O proscrito traz o mouro Athanasius Mafamede a redigir uma biografia de seu amo, o infame português Dom Pero da Grã Verga Pinto Albaralhão. Apesar de esse nome ter sido esquecido pela História oficial, Albaralhão cujos únicos interesses eram "fornicar à ralaça, empanturrar o bandulho à labúrdia, enfatiotar-se à fedelhota, patranhar à balda e vagabundear à ufa" foi tido como o "Pai Adão Brasílico": fazendo bom uso de seus espantosos dotes sexuais, teve mais de quinhentos filhos e fundou a civilização brasileira.
Athanasius narra a singular existência de Dom Pero desde o nascimento, quando foi dado à luz como uma criança de rosto angelical. Seu temperamento, entretanto, era diabólico.
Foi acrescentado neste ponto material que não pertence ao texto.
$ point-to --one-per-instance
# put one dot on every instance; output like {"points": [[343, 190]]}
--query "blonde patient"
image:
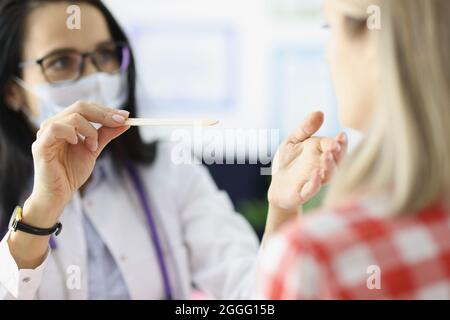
{"points": [[384, 232]]}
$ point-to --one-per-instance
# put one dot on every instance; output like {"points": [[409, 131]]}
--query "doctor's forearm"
{"points": [[276, 217], [29, 251]]}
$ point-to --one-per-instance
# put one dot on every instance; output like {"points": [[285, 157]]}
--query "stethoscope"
{"points": [[143, 199]]}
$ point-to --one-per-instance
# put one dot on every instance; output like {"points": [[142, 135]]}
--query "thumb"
{"points": [[308, 127], [106, 135]]}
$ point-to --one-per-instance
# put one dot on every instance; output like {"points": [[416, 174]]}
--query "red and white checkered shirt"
{"points": [[355, 252]]}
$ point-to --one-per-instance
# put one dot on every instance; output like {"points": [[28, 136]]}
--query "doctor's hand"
{"points": [[302, 165], [64, 156]]}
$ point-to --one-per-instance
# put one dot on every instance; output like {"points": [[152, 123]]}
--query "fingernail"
{"points": [[124, 113], [342, 137], [329, 156], [119, 119], [95, 145]]}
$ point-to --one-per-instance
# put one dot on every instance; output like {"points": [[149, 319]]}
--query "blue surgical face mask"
{"points": [[108, 90]]}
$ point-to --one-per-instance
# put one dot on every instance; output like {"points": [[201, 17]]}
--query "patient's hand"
{"points": [[303, 164]]}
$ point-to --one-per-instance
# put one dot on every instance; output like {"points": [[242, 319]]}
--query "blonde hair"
{"points": [[406, 151]]}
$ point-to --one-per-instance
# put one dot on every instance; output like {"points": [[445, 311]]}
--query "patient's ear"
{"points": [[14, 97]]}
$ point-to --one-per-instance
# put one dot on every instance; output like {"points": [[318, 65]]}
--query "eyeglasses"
{"points": [[67, 65]]}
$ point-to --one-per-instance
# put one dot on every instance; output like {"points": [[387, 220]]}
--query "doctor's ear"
{"points": [[14, 97]]}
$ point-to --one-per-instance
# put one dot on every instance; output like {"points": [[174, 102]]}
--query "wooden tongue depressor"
{"points": [[170, 122]]}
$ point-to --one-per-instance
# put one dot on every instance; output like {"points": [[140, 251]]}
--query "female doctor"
{"points": [[125, 223]]}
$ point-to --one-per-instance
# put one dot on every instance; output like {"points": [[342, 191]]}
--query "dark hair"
{"points": [[16, 135]]}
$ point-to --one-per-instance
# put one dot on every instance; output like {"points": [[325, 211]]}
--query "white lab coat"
{"points": [[205, 242]]}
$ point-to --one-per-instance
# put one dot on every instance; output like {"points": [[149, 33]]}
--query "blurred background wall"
{"points": [[252, 64]]}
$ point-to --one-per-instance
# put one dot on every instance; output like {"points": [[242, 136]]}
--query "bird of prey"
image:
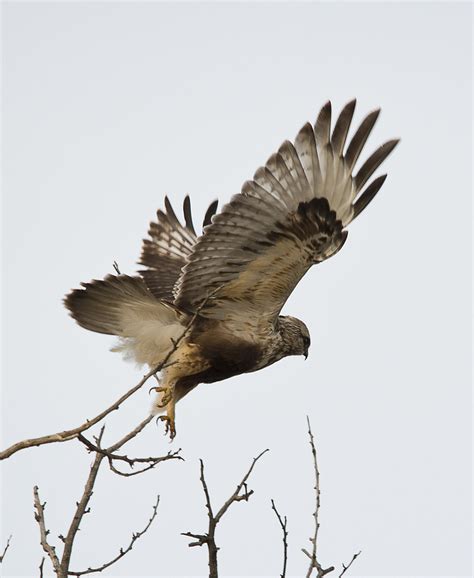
{"points": [[209, 306]]}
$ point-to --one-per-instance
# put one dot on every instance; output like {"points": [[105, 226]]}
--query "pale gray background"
{"points": [[107, 107]]}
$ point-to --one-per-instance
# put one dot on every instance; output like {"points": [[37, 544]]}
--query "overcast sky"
{"points": [[106, 108]]}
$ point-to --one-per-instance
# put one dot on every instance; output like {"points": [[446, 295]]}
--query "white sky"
{"points": [[107, 107]]}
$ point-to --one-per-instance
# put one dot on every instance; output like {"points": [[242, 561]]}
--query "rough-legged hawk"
{"points": [[224, 290]]}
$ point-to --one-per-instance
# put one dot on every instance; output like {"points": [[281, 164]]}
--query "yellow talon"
{"points": [[170, 427]]}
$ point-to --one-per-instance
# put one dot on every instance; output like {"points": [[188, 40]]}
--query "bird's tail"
{"points": [[123, 306]]}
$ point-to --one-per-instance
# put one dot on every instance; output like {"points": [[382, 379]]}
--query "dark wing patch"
{"points": [[169, 246]]}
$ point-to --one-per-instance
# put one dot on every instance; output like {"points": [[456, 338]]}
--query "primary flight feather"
{"points": [[214, 301]]}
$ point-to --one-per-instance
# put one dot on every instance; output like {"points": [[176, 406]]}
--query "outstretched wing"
{"points": [[290, 216], [169, 246]]}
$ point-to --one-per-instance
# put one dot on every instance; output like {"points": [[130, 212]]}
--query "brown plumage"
{"points": [[224, 290]]}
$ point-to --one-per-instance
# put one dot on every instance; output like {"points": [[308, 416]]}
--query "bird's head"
{"points": [[295, 335]]}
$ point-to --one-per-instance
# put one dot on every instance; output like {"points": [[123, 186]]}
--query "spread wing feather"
{"points": [[290, 216], [168, 248]]}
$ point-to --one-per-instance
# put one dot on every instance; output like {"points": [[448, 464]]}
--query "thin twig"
{"points": [[78, 515], [345, 568], [5, 549], [209, 537], [285, 536], [41, 567], [314, 563], [123, 551], [39, 517], [73, 433], [151, 461]]}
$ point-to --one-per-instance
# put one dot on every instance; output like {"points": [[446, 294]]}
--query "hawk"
{"points": [[208, 307]]}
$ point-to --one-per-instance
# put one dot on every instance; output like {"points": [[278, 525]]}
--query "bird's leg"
{"points": [[166, 397], [169, 419]]}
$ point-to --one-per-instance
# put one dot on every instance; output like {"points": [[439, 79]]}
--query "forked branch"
{"points": [[241, 493], [313, 556], [282, 522], [123, 551], [7, 545]]}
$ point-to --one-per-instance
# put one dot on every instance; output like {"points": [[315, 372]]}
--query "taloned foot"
{"points": [[166, 397], [170, 426]]}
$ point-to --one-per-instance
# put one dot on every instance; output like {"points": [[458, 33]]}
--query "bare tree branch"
{"points": [[150, 461], [345, 568], [78, 515], [209, 537], [41, 567], [123, 552], [71, 434], [5, 549], [314, 563], [39, 517], [285, 536]]}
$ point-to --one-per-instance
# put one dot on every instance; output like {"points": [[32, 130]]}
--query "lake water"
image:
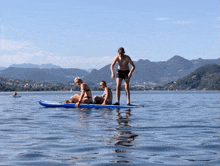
{"points": [[174, 128]]}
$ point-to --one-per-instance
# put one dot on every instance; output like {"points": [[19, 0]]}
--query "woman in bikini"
{"points": [[106, 97], [86, 94]]}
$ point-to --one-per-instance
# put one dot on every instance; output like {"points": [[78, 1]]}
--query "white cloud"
{"points": [[161, 19], [10, 45], [180, 22]]}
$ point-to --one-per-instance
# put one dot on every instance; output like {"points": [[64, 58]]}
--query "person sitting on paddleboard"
{"points": [[86, 94], [123, 73], [107, 96], [15, 94]]}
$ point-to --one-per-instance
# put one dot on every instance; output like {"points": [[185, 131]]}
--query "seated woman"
{"points": [[106, 98], [86, 94], [15, 94]]}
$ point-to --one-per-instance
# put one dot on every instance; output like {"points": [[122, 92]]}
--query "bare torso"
{"points": [[109, 93]]}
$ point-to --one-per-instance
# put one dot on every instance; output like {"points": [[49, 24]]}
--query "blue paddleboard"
{"points": [[15, 96], [72, 105]]}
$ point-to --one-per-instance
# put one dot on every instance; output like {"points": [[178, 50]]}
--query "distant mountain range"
{"points": [[146, 73], [153, 73], [204, 78], [2, 68]]}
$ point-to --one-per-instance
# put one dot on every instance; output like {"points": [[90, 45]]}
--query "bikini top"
{"points": [[108, 91]]}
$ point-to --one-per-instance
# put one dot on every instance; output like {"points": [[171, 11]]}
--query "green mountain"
{"points": [[204, 78]]}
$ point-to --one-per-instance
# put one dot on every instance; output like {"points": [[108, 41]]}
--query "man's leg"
{"points": [[118, 89], [98, 100], [127, 81]]}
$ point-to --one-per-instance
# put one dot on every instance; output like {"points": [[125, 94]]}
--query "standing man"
{"points": [[123, 73]]}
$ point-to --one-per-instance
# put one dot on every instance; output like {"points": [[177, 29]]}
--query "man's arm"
{"points": [[106, 96], [132, 67], [81, 96], [112, 67]]}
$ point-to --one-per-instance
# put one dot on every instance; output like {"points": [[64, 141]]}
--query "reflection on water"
{"points": [[124, 135], [175, 128]]}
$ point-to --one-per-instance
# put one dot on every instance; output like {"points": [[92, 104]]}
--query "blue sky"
{"points": [[87, 33]]}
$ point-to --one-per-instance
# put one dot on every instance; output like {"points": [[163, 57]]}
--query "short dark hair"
{"points": [[104, 82], [121, 50]]}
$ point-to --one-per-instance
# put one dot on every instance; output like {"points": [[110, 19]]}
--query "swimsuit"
{"points": [[88, 97], [122, 74], [109, 101]]}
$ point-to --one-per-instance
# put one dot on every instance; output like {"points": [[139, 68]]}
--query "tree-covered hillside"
{"points": [[204, 78]]}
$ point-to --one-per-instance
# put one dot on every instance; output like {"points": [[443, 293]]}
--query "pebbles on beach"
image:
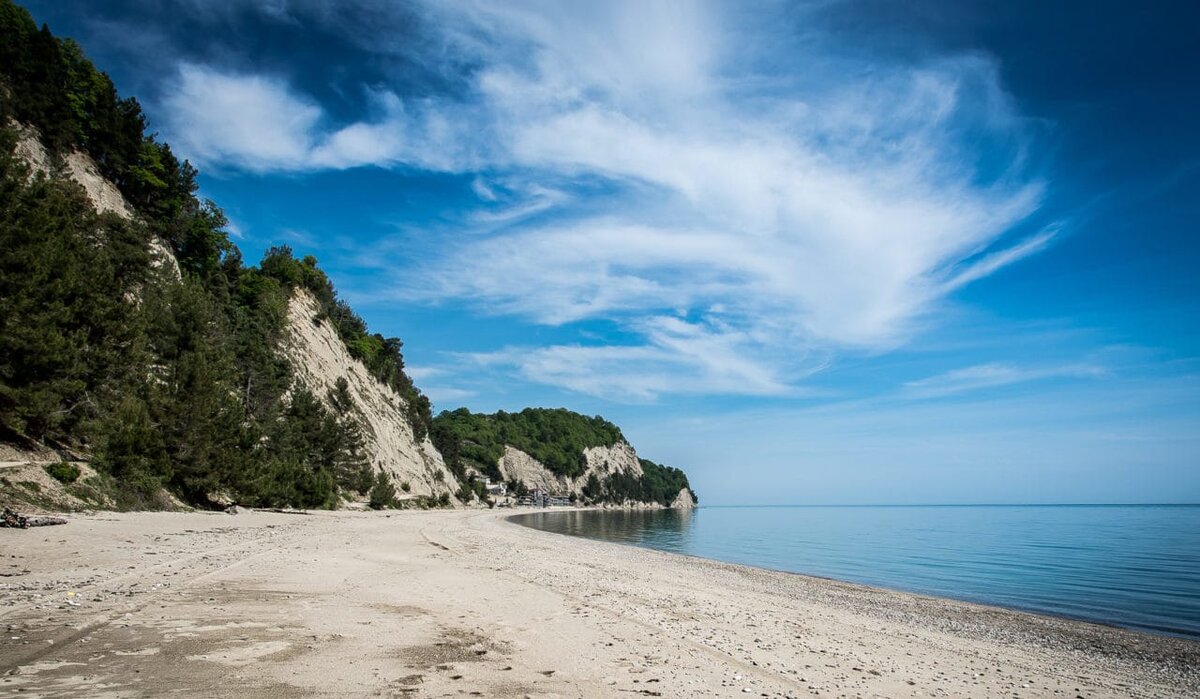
{"points": [[463, 603]]}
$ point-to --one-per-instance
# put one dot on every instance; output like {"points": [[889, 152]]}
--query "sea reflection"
{"points": [[670, 530]]}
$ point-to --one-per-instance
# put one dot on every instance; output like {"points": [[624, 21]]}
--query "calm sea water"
{"points": [[1133, 566]]}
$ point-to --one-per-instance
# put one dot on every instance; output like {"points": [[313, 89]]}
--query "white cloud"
{"points": [[785, 197], [995, 375], [262, 124]]}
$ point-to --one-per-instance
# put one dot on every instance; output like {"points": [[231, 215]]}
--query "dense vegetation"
{"points": [[173, 380], [556, 437], [168, 381]]}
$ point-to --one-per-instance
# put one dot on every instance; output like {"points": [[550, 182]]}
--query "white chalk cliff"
{"points": [[601, 461], [319, 357], [102, 193]]}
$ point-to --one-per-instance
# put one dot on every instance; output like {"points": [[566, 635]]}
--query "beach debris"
{"points": [[21, 521]]}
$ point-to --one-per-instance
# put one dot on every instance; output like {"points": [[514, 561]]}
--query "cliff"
{"points": [[137, 344], [319, 358]]}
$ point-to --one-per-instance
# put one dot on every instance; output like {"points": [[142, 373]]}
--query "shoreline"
{"points": [[449, 603], [865, 586]]}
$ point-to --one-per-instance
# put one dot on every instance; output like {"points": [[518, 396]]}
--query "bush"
{"points": [[383, 493], [63, 472]]}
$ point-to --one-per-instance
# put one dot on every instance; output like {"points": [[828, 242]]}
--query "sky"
{"points": [[829, 252]]}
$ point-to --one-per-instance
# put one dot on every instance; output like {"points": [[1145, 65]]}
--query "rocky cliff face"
{"points": [[102, 193], [319, 357], [601, 461]]}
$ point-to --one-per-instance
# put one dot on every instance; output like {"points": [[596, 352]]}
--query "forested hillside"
{"points": [[162, 381], [559, 441], [175, 380]]}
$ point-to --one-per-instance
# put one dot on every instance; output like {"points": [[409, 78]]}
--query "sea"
{"points": [[1131, 566]]}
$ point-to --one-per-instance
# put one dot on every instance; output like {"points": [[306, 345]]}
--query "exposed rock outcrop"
{"points": [[319, 358], [601, 461], [684, 500], [102, 193]]}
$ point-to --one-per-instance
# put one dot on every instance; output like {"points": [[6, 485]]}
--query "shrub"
{"points": [[63, 472], [383, 493]]}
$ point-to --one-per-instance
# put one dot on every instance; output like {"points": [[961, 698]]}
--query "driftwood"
{"points": [[15, 520]]}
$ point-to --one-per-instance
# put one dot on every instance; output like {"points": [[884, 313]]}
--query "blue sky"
{"points": [[811, 252]]}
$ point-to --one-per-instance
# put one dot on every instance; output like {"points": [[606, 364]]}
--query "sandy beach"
{"points": [[466, 603]]}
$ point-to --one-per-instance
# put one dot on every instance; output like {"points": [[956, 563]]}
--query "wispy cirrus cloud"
{"points": [[995, 375], [762, 209]]}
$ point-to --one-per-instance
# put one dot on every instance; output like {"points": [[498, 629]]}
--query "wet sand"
{"points": [[465, 603]]}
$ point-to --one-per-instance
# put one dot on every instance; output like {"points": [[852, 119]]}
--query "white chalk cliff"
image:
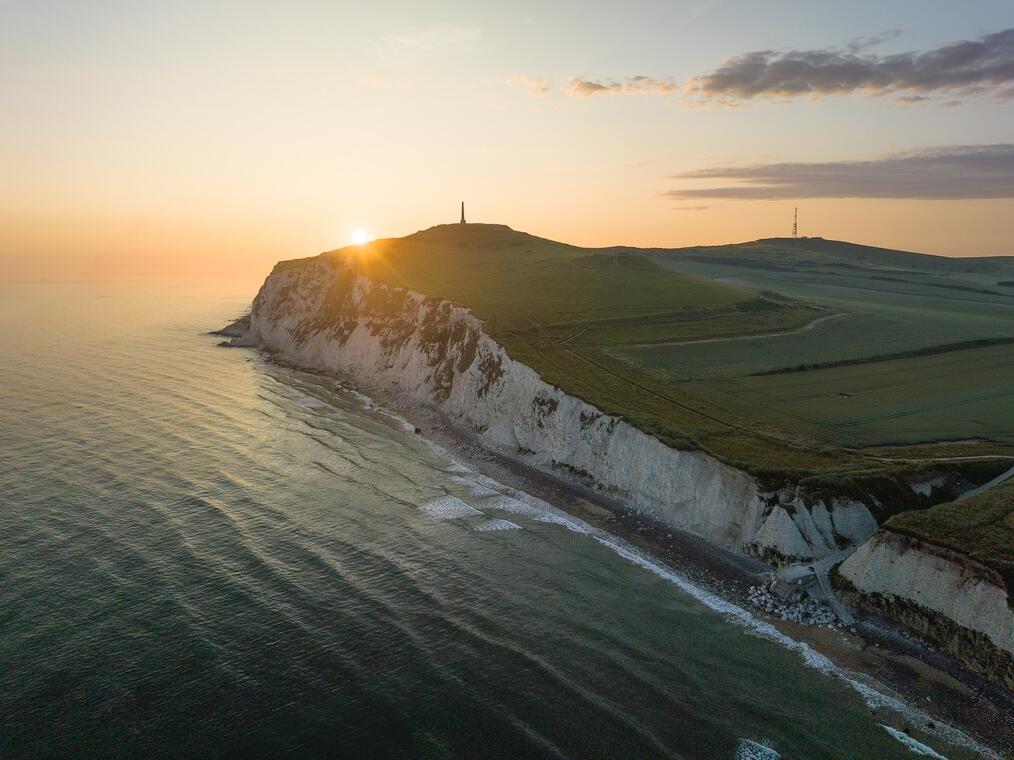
{"points": [[318, 313], [920, 585]]}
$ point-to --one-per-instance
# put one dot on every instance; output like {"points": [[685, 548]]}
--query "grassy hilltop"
{"points": [[806, 359]]}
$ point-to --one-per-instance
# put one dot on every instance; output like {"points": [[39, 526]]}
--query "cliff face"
{"points": [[946, 598], [318, 313]]}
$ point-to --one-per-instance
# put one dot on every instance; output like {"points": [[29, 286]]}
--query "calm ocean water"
{"points": [[204, 554]]}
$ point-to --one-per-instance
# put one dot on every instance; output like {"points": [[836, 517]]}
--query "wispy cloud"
{"points": [[536, 86], [966, 171], [639, 84], [970, 68]]}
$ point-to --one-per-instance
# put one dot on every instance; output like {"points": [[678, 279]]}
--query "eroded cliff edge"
{"points": [[318, 313]]}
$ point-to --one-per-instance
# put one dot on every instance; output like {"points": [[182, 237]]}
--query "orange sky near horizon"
{"points": [[143, 140]]}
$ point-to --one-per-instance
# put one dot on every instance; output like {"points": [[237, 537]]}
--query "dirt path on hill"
{"points": [[759, 336]]}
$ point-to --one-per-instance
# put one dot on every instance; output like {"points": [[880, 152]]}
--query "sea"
{"points": [[206, 553]]}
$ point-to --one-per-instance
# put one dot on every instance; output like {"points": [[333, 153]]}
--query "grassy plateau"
{"points": [[792, 359]]}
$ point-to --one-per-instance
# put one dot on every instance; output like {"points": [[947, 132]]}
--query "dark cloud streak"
{"points": [[984, 66], [950, 172]]}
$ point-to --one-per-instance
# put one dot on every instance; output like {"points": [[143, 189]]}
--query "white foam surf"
{"points": [[749, 750], [914, 745], [492, 525]]}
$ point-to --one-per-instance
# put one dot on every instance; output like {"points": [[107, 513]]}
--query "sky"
{"points": [[144, 138]]}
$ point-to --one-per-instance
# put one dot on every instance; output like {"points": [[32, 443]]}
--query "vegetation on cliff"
{"points": [[981, 527]]}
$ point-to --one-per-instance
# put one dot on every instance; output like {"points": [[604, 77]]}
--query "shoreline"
{"points": [[900, 667]]}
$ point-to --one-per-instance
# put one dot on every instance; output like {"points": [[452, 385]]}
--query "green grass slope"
{"points": [[981, 526], [580, 316]]}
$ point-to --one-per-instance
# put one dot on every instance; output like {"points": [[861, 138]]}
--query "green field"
{"points": [[672, 340], [981, 526]]}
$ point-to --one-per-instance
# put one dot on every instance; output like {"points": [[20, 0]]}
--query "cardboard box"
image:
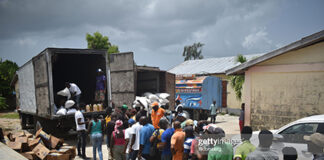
{"points": [[71, 150], [18, 134], [23, 139], [56, 142], [45, 137], [15, 146], [29, 155], [10, 137], [57, 156], [33, 143], [41, 151]]}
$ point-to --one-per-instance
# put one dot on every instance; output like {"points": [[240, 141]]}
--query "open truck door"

Os passatempos preferidos do menino consistiam em pôr pregos pontiagudos na cadeira da avó, jogar gatos do alto do castelo onde morava para, dessa forma, testar se os bichanos eram mesmo providos de sete vidas e substituir por pequenos caranguejos de garras pontiagudas as moedas que cegos recebiam como esmola.
Com O proscrito, Ruy Tapioca cria a fascinante figura dom Pero da Grã Verga Pinto Albaralhão homem que dedica sua vida à luxúria, à gula e à preguiça e remete diretamente ao clássico Macunaíma. Assim como o antológico personagem do romance escrito por Mário de Andrade, dom Pero é um herói sem nenhum caráter que tem muito a dizer sobre esse nosso Brasil.